OKAYAMA -- A robot that can emit virus-neutralizing deep ultraviolet (UV) waves inside public transport carriages and compartments has been developed by a company in this western Japan prefecture specializing in maintenance for trams, buses and other shared use vehicles.

    Ryobi Techno Co., part of the Ryobi Group, set to work on the robot as part of efforts to prevent the spread of novel coronavirus infections. On July 16, Okayama Electric Tramway Co., a member of the same group, revealed the contraption working on its tourism route tram, the vehicle for which is modeled after characters from the popular U.K. animated train show "Chuggington," to the press.

    Deep UV waves have a shorter wavelength than standard ultraviolet waves, and when emitted they are said to be effective in destroying the DNA of viruses and bacteria, which renders them non-infectious.

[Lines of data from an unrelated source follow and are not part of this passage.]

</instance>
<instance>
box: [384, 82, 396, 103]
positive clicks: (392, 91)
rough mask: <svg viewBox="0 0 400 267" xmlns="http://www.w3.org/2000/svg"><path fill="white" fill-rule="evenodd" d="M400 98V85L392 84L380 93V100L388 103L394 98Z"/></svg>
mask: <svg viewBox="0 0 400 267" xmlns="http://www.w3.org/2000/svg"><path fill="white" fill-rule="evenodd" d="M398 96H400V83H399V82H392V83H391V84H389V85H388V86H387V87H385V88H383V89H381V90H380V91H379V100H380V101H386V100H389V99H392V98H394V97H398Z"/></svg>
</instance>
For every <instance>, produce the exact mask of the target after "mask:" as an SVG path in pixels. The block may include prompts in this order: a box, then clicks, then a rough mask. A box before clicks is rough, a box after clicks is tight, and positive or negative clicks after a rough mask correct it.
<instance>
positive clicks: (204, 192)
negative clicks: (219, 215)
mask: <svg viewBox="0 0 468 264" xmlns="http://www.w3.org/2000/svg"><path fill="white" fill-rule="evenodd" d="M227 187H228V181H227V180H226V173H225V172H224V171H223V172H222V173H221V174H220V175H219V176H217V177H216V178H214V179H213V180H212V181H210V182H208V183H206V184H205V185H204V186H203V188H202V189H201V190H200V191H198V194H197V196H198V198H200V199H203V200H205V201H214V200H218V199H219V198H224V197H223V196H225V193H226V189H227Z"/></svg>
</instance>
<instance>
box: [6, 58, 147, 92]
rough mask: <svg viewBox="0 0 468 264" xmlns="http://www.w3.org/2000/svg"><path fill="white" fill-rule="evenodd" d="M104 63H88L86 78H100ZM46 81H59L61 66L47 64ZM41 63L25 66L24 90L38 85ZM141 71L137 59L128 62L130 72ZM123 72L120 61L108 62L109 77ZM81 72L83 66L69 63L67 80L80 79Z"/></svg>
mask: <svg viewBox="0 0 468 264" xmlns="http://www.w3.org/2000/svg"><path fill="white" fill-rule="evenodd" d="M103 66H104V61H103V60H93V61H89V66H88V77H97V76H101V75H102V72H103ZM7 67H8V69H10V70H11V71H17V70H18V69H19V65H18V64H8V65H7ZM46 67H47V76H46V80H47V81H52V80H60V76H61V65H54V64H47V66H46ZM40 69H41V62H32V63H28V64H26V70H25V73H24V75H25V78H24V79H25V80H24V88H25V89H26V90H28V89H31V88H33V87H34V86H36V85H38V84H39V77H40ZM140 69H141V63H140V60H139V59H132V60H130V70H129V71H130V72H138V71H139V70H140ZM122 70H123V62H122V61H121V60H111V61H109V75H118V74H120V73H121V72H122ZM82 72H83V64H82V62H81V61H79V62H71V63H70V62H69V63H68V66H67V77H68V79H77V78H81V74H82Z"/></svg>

    Reporters on July 16 saw the 1.6-meter high robot running inside the tram car, where it emitted a blue light to neutralize infectious material. Additionally, employees sprayed handrails and windows, among other items, with the antibacterial air catalyzer Selfeel -- used by Osaka Metro Co. and other public transport companies. Ryobi Group says it will use both infection prevention measures on some 220 of its vehicles, including buses, taxis and ferries in the future.

    Mitsunobu Kojima, the group's representative, said, "We developed the robot to create a society where even amid the coronavirus crisis people can move around feeling secure. The use of both deep UV waves and air catalyzers is uncommon anywhere in the country. We'd like to go on to offer the service in a variety of locations from now on."